The ACLU of Southern California filed the request for a temporary restraining order in the lawsuit that it filed last Thursday seeking to postpone the Oct. 7 election.
The suit contends the machines—which caused such furor over “hanging chads” in Florida during the 2000 presidential race—have an error rate of 2 to 3 percent and could leave many votes uncounted, especially those in heavily minority counties.
The machines currently are used in Los Angeles, Alameda, Mendocino, San Diego, Shasta and Solano counties.
“We know with certainty that tens of thousands of California voters will be disenfranchised if the election is not postponed,” ACLU attorney Ben Wizner said. An ACLU spokesperson said a hearing on the TRO request will take place Monday at 1:30 p.m. before U.S. District Judge Stephen V. Wilson of the Central District of California.
Wizner pointed out the ballot will be especially complicated because so many candidates are seeking to replace Gov. Gray Davis. The secretary of state has received candidate applications from 247 people.
“This may make the Florida election, with its butterfly ballots, seem like small-time,” he said.
Liz Kanter, a spokeswoman for the secretary of state’s office, said the agency doesn’t comment on pending litigation.
Recall supporter Dave Gilliard, strategist for the group Rescue California, said he doubted the TRO would be granted.
“At this point, Californians expect, and every court has ruled, that there is going to be an election in October,” he said. “I don’t believe the federal courts will interject themselves into a state issue.”
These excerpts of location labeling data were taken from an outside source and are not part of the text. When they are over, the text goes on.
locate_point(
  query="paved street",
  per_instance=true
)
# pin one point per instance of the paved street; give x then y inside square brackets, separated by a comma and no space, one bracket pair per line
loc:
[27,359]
A call seeking comment from the governor’s anti-recall campaign was not immediately returned.
The California Supreme Court last week dismissed a petition by Davis that also sought to postpone the election until March.
The ACLU hopes to build on a favorable ruling handed down in 2001 in a federal case that ended with California agreeing to replace punch-card voting machines with other devices by March. Wilson was also the judge in that case.